This week's Answer:
Jeffrey, as much as I sympathize with
you about wanting to show your directorial abilities in
your scripts, truly, it’s best not to.
An older style of screenwriting used to incorporate
camera directions (and, who knows:
maybe that detailed technique may return again),
but, currently, that style is no longer favored in the
film industry. In fact, it is shunned and generally not appreciated
in the least. Let
me let you in on a little secret that may floor you as it
did me when I was made privy to it:
Producers, on a whole, don’t like to read.

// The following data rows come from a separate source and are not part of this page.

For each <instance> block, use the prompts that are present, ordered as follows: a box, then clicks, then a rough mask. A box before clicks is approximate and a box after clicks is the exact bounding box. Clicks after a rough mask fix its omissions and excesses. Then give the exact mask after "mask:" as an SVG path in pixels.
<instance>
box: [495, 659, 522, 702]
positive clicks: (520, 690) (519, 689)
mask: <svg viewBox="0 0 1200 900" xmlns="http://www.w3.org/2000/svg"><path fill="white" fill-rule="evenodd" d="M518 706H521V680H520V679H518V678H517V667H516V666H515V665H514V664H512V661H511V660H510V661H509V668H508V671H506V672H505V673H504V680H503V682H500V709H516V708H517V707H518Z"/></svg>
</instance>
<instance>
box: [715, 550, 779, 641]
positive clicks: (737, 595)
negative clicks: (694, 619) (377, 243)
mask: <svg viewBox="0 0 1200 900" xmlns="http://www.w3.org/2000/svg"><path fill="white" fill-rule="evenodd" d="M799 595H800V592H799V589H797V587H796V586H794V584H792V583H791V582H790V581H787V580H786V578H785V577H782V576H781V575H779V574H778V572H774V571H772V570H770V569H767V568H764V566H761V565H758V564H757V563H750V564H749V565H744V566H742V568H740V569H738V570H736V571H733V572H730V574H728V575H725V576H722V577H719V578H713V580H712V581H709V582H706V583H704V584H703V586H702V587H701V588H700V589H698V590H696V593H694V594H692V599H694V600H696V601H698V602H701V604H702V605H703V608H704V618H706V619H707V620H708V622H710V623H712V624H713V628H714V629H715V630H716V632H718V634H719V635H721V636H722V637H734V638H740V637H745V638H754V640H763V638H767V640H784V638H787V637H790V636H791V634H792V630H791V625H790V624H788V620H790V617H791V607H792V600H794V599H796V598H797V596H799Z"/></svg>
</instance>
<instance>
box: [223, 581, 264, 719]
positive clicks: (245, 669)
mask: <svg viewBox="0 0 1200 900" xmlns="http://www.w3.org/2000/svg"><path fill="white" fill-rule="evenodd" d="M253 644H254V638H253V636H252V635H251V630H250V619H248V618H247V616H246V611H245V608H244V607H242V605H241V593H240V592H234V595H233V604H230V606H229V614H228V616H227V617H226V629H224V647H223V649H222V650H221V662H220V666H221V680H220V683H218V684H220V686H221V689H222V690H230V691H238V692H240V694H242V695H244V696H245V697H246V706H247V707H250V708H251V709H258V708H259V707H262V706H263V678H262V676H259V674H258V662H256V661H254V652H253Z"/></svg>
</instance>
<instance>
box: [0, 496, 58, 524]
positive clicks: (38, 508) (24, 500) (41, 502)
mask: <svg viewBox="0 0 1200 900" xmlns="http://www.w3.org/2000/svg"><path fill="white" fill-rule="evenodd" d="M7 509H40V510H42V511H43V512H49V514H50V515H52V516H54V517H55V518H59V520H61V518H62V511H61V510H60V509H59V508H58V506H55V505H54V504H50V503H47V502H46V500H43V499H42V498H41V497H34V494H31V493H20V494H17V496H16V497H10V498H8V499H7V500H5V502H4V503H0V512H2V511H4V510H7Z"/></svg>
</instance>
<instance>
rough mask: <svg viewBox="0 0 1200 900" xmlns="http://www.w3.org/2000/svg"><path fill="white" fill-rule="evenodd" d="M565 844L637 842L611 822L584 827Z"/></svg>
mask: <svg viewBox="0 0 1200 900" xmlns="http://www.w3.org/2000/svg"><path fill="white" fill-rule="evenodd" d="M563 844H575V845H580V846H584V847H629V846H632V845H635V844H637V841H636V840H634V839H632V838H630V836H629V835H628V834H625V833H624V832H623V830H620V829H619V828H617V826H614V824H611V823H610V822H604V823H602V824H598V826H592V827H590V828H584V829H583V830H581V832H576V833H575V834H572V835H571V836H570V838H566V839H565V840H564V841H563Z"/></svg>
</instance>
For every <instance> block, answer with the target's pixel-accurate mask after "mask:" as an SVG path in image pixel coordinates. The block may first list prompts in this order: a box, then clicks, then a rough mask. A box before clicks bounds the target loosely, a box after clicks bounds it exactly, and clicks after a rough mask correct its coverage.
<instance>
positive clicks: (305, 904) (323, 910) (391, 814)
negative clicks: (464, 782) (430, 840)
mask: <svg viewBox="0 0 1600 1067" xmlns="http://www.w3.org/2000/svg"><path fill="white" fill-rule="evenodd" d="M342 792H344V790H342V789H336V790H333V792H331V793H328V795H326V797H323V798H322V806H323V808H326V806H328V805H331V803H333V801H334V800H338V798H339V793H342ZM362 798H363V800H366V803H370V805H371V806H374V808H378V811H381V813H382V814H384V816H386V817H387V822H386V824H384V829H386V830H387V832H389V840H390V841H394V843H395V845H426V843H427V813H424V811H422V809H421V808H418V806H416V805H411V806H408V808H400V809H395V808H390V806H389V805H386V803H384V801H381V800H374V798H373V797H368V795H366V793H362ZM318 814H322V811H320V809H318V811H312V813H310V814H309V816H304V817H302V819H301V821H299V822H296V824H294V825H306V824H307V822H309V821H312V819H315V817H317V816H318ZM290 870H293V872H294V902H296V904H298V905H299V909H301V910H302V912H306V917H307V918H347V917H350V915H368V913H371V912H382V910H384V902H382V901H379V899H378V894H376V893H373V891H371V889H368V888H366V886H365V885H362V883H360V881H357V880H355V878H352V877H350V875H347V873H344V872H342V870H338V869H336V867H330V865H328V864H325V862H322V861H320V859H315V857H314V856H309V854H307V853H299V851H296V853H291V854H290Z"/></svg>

Here’s another strange, but often true fact:
Readers (story analysts) like to read as
little as possible. To
get them to even consider your screenplay, you want their
eyes (and often mushy-from-too-much reading minds) to be
able to glide down your pages, taking in the story
as smoothly and quickly as possible.
As much as I personally like to see the whole
picture and enjoy knowing how the camera is eyeing the
action, they, as a rule, do not.
(Anything extraneous, such as camera direction,
gets in the way of them finishing their assignment and
getting out to the pool before the sun goes down.)
Be that as it may, I say explore your
directorial world and, if you choose, in order to not
hamper but enhance your creative process, write your first
draft with as many camera directions as you desire.
Just be sure to take them out when you compose your
last draft for those who aren’t as “camera
save that first draft because what you may have
there and what you will definitely want if or when you
direct your film is... a shooting script.
If you do need to show a specific perspective in
your script, what is accepted and often used is the
pronoun “we,” which can be substituted for the word
“camera,” (which you definitely do not want to use.
A big no-no at this time.)
1) We move (or “push”) into the prison cell
through the bars. 2)
We’re looking through the eyes of the killer as he/she
opens the creaky door with gloved hands and steps into the
dark attic. 3)
As blackness turns to gray and then to a light blue,
we’re looking straight up into a bright, blue sky.
I hope that helps.
Before I sign off... (CAMERA pulls back and dollies
along DcH’s office, displaying a less than organized yet
erudite workspace. CAMERA
PUSHES IN on DcH’s nimble fingers clacking away at the
keyboard and PANS up to his intense visage, a man on a
mission to help screenwriting mankind overcome-- That’s
probably enough there)... I just want to say that it is
important to nourish that director in you because it is my
belief that there’s a shooting script in each of us.